B&CE and Now: Pensions are the two most high-profile entrants to corporate pensions and with about 50 master trusts across the market – and other players ramping up their offering in coming months – the sector is starting to look busy.
Advisers will welcome the extra choice and it is not impossible that a new player will emerge with a sustainable business model that challenges the established providers. But, as with the explosion of Sipp providers, advisers are going to want to look under the bonnet of new group pension providers.
However, parallels with the Sipp market should not be over-done. It is possible for a small Sipp provider to be profitable but scale is essential for the long-term delivery of the sort of low-cost pensions needed for auto-enrolment.
As Friends Life chief executive Andy Briggs says, there is little pension providers can do to differentiate themselves – the real differentiator is the quality of the execution.
Some will offer different investment solutions. Others will differ on charging structures and degrees of service. But the ability to maintain those charges and generate the profit needed to make a provider want to stay the course ultimately comes down to the efficiency with which the organisation can perform the basic administrative tasks of deducting contributions and allocating them to the right account. And that requires scale.
B&CE, the UK’s biggest stake-holder scheme, already has scale and a track record of delivering to the construction industry over many years. Now: Pensions’ parent ATP has more of a track record than anybody, having run the Danish state scheme for decades. It has group assets of £65bn and has delivered solid, consistent returns of 7.4 per cent a year for the past decade to its 4.7 million members.
However, its experience and scale does not extend to the UK operation it is partnering with Xafinity. Now: Pensions will have to be profitable as a standalone business if its Danish parent is to maintain interest over the long term.
Everyone knows Nest needs a couple of million members to be able to pay back its massive loan and maintain charging levels. Now: Pensions argues its business is scalable and does not need to be a big size.

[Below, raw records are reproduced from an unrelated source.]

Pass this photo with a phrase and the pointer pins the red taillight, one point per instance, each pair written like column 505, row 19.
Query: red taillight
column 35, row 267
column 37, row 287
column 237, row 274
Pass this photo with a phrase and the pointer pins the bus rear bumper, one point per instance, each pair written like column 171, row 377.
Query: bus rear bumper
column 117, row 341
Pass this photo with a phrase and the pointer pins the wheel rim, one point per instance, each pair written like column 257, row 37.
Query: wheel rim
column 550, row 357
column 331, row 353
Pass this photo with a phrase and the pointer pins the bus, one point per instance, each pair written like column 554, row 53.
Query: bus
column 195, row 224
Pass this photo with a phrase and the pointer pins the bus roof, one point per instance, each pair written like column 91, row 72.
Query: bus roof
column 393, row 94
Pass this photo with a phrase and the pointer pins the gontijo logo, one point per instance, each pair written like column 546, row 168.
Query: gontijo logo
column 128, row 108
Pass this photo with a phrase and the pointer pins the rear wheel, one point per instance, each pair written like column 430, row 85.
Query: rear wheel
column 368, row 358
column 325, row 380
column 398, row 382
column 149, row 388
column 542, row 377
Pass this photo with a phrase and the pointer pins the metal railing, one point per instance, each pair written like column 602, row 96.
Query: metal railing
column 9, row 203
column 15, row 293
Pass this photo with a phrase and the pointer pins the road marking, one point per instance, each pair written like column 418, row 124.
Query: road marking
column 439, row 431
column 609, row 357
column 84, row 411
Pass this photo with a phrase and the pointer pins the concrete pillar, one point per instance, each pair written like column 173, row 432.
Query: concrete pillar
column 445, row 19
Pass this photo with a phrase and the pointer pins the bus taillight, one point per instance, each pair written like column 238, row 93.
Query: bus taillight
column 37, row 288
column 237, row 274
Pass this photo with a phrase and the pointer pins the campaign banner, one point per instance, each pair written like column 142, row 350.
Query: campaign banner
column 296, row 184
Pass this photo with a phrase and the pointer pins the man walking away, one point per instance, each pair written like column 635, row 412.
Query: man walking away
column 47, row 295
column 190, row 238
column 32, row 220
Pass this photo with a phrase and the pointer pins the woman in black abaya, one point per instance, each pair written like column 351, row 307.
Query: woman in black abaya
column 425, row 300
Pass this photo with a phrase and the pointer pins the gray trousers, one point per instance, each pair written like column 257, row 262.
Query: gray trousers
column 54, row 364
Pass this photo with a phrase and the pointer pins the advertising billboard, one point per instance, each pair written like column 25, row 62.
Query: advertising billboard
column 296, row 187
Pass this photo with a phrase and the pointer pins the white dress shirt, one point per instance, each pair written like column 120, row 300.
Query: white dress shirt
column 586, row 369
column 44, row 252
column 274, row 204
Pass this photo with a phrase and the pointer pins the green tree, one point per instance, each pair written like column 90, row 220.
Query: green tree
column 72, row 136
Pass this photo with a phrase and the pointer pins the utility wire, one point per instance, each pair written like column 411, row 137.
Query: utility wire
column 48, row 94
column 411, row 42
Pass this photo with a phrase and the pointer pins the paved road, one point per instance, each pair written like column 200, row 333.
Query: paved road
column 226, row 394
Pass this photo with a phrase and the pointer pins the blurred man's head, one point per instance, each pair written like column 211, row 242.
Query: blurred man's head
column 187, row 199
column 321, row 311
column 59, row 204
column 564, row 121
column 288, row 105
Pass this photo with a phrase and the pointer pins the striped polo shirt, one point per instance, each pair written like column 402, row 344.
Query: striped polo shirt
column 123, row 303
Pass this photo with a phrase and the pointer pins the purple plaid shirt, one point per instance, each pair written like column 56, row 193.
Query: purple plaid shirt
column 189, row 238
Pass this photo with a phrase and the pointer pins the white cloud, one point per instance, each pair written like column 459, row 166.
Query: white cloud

Any new entrant faces a dilemma when it comes to marketing. The more you spend on marketing, the more you must recoup through charges. Now: Pensions plans to flip this argument around and some employers will buy that.
So will some fee-only advisers. Several I speak to welcome Now: Pensions’ transparent charging approach. They say that for any employer that does not want to have two schemes to be able to include higher-earners, Now: Pensions does the job.

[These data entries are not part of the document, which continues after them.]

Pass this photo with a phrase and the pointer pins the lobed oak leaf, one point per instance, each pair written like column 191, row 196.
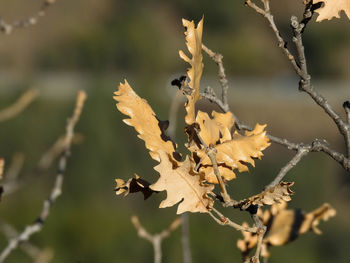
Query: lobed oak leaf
column 133, row 185
column 182, row 183
column 284, row 225
column 332, row 8
column 276, row 194
column 238, row 151
column 144, row 120
column 194, row 45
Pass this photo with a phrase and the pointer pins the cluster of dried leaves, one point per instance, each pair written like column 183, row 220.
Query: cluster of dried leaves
column 283, row 226
column 217, row 151
column 191, row 180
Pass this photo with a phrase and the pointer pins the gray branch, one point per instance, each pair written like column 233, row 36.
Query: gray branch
column 57, row 188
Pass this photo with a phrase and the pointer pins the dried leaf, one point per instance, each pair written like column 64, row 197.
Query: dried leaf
column 284, row 225
column 276, row 194
column 182, row 183
column 2, row 164
column 194, row 46
column 235, row 152
column 332, row 8
column 248, row 242
column 144, row 120
column 133, row 185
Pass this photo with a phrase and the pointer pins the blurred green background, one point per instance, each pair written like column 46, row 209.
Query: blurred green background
column 93, row 45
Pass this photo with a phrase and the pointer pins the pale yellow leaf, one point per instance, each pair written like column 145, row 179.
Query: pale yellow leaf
column 182, row 184
column 240, row 150
column 332, row 8
column 143, row 119
column 210, row 177
column 194, row 45
column 283, row 226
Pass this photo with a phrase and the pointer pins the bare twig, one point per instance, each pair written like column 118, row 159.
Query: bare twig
column 7, row 28
column 285, row 169
column 305, row 85
column 265, row 12
column 346, row 106
column 225, row 221
column 57, row 188
column 155, row 239
column 217, row 58
column 21, row 104
column 211, row 152
column 2, row 164
column 185, row 227
column 261, row 229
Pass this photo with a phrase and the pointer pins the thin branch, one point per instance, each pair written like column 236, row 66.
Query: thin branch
column 211, row 152
column 293, row 162
column 8, row 28
column 20, row 105
column 217, row 58
column 2, row 164
column 346, row 106
column 225, row 221
column 155, row 239
column 305, row 85
column 11, row 183
column 57, row 188
column 281, row 42
column 261, row 232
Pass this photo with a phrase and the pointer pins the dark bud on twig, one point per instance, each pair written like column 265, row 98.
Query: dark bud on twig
column 179, row 82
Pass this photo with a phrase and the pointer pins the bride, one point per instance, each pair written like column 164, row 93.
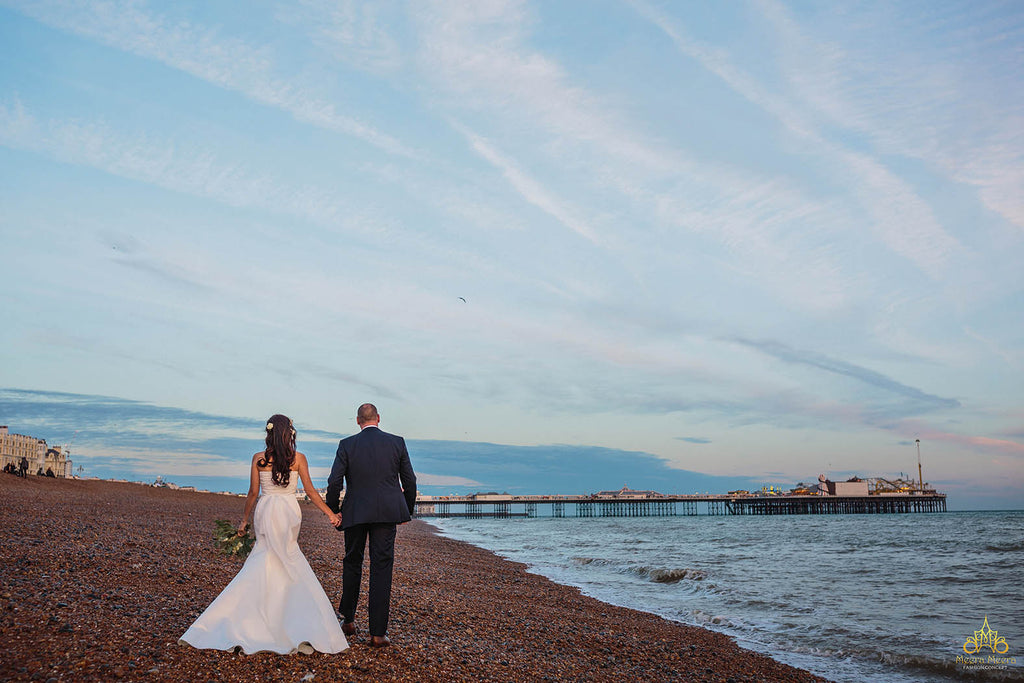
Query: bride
column 274, row 603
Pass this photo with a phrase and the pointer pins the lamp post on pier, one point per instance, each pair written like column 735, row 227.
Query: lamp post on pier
column 921, row 479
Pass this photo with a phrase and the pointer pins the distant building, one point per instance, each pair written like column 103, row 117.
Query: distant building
column 626, row 492
column 15, row 446
column 852, row 486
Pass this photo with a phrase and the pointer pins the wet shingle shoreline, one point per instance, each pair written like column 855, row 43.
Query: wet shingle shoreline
column 99, row 579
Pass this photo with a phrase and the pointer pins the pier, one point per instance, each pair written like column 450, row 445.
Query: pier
column 659, row 505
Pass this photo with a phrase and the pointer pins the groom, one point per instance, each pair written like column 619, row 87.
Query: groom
column 381, row 494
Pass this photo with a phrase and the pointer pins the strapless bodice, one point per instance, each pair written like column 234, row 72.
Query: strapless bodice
column 270, row 488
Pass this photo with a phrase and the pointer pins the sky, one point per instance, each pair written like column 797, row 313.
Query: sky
column 563, row 247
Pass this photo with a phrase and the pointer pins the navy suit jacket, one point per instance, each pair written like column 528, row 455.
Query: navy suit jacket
column 374, row 469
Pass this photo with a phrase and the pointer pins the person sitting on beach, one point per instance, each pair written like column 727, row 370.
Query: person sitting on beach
column 274, row 603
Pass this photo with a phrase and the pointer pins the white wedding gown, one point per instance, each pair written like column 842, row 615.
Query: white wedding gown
column 274, row 603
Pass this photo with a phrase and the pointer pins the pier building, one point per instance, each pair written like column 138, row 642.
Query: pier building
column 856, row 499
column 33, row 449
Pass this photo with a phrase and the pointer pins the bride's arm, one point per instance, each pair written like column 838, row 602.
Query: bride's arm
column 253, row 495
column 311, row 492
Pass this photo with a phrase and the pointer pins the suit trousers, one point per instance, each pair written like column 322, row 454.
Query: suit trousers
column 381, row 563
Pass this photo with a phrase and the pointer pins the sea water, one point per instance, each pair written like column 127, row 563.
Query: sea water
column 881, row 598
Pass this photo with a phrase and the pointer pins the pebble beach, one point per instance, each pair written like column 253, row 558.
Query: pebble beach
column 99, row 580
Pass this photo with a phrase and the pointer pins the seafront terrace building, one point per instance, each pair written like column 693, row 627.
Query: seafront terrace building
column 15, row 446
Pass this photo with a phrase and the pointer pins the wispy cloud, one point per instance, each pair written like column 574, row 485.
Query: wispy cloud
column 921, row 399
column 899, row 217
column 972, row 442
column 227, row 62
column 531, row 190
column 171, row 166
column 915, row 102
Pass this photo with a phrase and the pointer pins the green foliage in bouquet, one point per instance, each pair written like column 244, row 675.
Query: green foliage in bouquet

Other advisers will not appreciate the contention on the ’Why choose us?’ page of Now: Pensions’ website that says UK retirees get around 50 per cent less income in retirement from their savings than those in Denmark, followed by a link to David Pitt-Watson’s hotly contested report for the RSA that regularly quotes AMCs of 1.5 per cent for UK pensions.
The opportunity of auto-enrolment is immense and many providers, new entrants or otherwise, will be able to get at least some business by going direct to employers. But advisers will want to take a closer look at the business plan before they are fully convinced.